"Company XYZ is available at a cheaper PE and is a good buy". You would have come across this phrase many a times in NDTV Profit or CNBC-TV18 or in the business newspapers. Most of us make an investment on recommendations from either friends/newspaper/TV channels and overlook technical parameters. Let us understand about these parameter and let me tell you it is not rocket science to learn these.
What is P/E Ratio?
P/E Ratio = Price of one share of a company/Earnings Per Share of the company.
Usually, EPS of the last four quarters is taken into consideration and the resultant P/E is called trailing P/E.If the expected EPS for the next few quarters is taken into account, we arrive at Forward P/E.
How to use P/E Ratio?
P/E Ratio can help investor take their decision to buy a stock.
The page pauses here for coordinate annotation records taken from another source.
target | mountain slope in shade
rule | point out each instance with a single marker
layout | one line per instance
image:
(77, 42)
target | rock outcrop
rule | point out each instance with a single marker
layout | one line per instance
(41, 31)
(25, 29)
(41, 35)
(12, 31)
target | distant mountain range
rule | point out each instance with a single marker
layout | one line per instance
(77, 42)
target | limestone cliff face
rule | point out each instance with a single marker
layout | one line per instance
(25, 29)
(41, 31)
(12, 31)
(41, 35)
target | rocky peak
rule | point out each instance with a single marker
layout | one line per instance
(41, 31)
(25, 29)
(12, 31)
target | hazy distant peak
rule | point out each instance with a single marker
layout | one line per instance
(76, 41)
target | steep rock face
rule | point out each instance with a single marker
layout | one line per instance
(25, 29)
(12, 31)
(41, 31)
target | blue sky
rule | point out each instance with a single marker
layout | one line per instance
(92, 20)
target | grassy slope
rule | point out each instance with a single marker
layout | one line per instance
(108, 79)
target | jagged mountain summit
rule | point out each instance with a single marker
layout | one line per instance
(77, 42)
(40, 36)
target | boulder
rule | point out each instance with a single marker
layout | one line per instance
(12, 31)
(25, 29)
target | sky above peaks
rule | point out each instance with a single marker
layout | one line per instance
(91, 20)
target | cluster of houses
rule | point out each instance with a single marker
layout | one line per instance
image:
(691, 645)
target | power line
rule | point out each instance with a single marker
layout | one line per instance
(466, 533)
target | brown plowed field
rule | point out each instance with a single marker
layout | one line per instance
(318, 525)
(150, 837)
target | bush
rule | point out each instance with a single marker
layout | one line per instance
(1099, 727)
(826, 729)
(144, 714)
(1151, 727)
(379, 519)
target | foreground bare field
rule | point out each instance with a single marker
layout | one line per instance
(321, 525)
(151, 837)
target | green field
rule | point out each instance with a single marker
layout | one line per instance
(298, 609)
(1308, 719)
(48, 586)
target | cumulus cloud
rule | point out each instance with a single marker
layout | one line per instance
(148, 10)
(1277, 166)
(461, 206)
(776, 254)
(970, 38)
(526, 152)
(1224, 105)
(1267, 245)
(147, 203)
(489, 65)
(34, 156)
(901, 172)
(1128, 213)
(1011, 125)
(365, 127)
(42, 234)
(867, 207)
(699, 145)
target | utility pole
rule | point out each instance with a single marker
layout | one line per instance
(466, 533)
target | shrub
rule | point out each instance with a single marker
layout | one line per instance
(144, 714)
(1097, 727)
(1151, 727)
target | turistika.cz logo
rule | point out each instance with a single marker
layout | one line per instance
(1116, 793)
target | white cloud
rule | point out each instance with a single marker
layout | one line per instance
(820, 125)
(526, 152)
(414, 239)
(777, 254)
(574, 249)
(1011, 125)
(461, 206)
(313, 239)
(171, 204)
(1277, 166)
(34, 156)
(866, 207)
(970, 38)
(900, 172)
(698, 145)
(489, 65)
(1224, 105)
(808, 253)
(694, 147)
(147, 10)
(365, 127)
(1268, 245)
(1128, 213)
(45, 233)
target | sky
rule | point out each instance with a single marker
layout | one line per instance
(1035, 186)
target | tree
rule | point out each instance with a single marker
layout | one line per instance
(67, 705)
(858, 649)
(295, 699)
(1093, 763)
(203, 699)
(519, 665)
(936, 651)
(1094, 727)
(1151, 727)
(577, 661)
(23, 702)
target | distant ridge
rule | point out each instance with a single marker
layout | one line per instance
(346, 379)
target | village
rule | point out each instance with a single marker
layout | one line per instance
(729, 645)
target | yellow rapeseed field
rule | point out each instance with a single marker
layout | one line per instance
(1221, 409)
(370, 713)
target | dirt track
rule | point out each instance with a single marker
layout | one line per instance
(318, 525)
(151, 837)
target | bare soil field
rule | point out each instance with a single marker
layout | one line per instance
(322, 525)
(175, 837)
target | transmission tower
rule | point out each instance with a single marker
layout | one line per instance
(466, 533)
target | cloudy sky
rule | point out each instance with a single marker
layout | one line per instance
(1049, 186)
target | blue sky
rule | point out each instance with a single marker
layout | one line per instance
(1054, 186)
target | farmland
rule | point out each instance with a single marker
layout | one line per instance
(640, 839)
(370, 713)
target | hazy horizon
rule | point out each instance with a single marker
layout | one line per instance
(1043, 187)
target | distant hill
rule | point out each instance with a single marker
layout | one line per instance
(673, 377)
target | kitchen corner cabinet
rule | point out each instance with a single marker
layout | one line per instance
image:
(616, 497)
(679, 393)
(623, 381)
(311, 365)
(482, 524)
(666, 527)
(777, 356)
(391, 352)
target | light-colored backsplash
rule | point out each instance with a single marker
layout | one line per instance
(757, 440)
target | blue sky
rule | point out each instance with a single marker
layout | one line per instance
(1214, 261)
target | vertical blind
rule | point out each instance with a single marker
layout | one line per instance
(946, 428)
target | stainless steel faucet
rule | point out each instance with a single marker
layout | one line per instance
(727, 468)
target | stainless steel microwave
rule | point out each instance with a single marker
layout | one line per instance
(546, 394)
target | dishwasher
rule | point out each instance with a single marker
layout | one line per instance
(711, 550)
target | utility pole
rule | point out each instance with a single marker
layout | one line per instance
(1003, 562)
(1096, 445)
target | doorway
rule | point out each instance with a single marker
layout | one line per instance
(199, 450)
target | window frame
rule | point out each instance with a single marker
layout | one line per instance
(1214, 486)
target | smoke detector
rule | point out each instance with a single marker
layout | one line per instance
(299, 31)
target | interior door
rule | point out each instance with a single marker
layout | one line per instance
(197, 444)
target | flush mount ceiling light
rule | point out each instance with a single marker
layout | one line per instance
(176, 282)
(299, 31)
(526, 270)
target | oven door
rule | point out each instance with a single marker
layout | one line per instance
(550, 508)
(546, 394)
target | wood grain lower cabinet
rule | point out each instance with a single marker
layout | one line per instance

P/E indicates how much Rs is needed to generate a earning of Rs 1.
Eg. If P/E of company XYZ is 20, then it indicates, an investor is willing to pay Rs 20 to generate Rs 1 as earnings for the company.
P/E value varies across sectors. Banks have a lower P/E whereas the tail sector may have a higher P/E. Investors are willing to pay more for a retail company to generate earnings than they want to pay for Banks.
How to use P/E ratio along with other parameters?
As stated in one of the previous article, any technical parameter should not be considered alone to take a buy/sell decision. They should be analysed in conjunction with other parameters.
P/E ratio should be analyzed along with the growth rate of the company. If a company has a higher P/E ratio and but the future growth of the company is not very encouraging, then one should rethink on his decision to buy the stock. P/E of a company should be compared only with its peers. For eg, Infosys P/E should not be compared with SBI's P/E.
To reiterate, P/E should not be the only guiding factor to make your buy/sell decision. One should consider all factors affecting a stock's price before taking a call.